Sedangkan William dia memperhatikan setiap gerak gadisnya. “Kenapa kamu kesana?” Tanyanya.
“Mau tidur,” balasnya polos.
“Siapa suruh tidur di sana?”
“Memangnya saya mau tidur di mana? Di lantai?” tanya gadis cantik itu dengan polosnya.
“Di sini,” balas William sambil menepuk tempat tidur di sampingnya.
Mata gadis itu seakan mau lepas dari kelopaknya mendengar jawaban tuannya. Tidak mungkin dia satu ranjang dengan laki-laki yang kastanya lebih tinggi darinya. Apalagi dia adalah anak dari majikannya yang rupawan dan tidak pernah menyentuh wanita.
“Di mana Tuan? Di- di sana? Satu ranjang?” cicit Ayu terkejut.
“Iya. Memangnya mau di lantai? Nanti kamu bisa masuk angin, belum lagi kalau ada kecoa lewat. Hii …” balas William sengaja menakut-nakuti gadis cantik incarannya.
Bodohnya dia percaya saja ucapan tuannya. Dia pun berjalan mendekati ranjang besar majikannya.
“Kamu tidur dulu saja, saya mau ke kamar mandi dulu.” William berjalan menuju kamar mandi sekalian mengganti bajunya.
Sedangkan gadis itu ragu-ragu duduk di sana. Perlahan dia rebahkan tubuh sexy di atas ranjang besar dengan nuansa abu-abu. Aroma maskulin dari tubuh tuannya masih jelas di indra penciumannya. Sudut bibirnya terangkat menandakan senyum manis terukir di wajahnya. Karena terlalu lama menunggu, matanya pun mulai tertutup rapat. Belum lagi tempat tidur yang nyaman, membuatnya semakin cepat ngantuk.
Terdengar suara pintu terbuka dari arah kamar mandi. William terlihat lebih segar dengan rambut basah yang menetes ke leher dan dadanya. Hanya dengan handuk putih yang melilit tubuh bagian bawahnya, dia begitu percaya diri mendekati gadis polos itu.

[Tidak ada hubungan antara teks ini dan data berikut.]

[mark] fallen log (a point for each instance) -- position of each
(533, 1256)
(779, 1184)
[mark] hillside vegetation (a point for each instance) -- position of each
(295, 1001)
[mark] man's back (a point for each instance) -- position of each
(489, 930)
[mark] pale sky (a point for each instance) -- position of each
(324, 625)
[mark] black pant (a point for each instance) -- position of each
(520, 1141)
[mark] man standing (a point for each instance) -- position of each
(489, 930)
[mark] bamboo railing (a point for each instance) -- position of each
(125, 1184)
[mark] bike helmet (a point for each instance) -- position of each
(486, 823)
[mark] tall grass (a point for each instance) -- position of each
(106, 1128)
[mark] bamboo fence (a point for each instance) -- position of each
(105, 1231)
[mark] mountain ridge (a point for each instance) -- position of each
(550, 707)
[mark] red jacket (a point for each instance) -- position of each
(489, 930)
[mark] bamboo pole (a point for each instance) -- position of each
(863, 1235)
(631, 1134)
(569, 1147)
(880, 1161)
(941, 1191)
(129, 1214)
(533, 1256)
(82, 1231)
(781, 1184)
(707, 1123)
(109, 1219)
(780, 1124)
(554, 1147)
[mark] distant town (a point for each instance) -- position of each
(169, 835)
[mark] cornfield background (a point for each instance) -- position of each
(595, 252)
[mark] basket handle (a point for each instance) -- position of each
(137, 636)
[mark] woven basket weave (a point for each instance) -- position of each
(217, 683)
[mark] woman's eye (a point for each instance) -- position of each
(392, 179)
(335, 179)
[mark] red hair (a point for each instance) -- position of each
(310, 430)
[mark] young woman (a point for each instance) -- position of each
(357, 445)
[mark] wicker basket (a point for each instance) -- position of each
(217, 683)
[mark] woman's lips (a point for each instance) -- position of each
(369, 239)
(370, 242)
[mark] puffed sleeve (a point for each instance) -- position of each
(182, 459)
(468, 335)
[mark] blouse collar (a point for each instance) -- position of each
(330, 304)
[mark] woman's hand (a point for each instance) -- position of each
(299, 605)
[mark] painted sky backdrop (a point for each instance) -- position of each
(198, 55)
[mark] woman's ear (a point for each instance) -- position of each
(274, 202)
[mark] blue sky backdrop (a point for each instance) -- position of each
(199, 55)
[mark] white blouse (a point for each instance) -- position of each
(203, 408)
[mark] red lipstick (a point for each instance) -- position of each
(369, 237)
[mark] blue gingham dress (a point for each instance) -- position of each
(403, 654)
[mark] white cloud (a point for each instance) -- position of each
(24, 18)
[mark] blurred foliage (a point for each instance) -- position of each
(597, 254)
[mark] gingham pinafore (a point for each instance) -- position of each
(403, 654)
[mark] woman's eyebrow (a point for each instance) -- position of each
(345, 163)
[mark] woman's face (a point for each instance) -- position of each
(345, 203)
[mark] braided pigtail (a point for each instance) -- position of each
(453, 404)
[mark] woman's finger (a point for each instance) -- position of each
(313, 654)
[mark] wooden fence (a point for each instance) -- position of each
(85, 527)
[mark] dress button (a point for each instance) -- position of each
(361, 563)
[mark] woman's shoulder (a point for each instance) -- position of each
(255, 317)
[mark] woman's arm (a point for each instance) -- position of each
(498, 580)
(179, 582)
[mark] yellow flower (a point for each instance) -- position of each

“Cepat sekali dia tidur?” cicitnya melihat gadis itu tidur lelap. Dia pun menaikkan selimut tebal menutup sebagian tubuhnya agar tidak dingin.
Tetapi hal itu sepertinya mengganggu kenyamanan Ayu. Tubuhnya menggeliat menghadap tuannya, matanya mengerjap terbuka perlahan. “Tuan,” lirihnya pelan.
“Tuan gak bisa tidur?” tanya Ayu.
“Aku baru selesai mandi,” jelas William dengan suara serak.
Nyawa gadis itu masih belum terkumpul sempurna karena dia tadi sudah benar-benar tidur. Namun, saat dirinya mendengar kata mandi, matanya langsung terbuka lebar. Tubuhnya langsung duduk tegak menghadap tuannya yang berdiri tepat di depannya.
Ayu hanya bisa menelan ludahnya kasar ketika roti sobek di depannya lebih menggoda dari pada roti di meja makan. Belum lagi tetesan air dari rambutnya yang jatuh membasahi dada bidangnya. Merasa malu dengan perilakunya, Ayu langsung menundukkan pandangannya.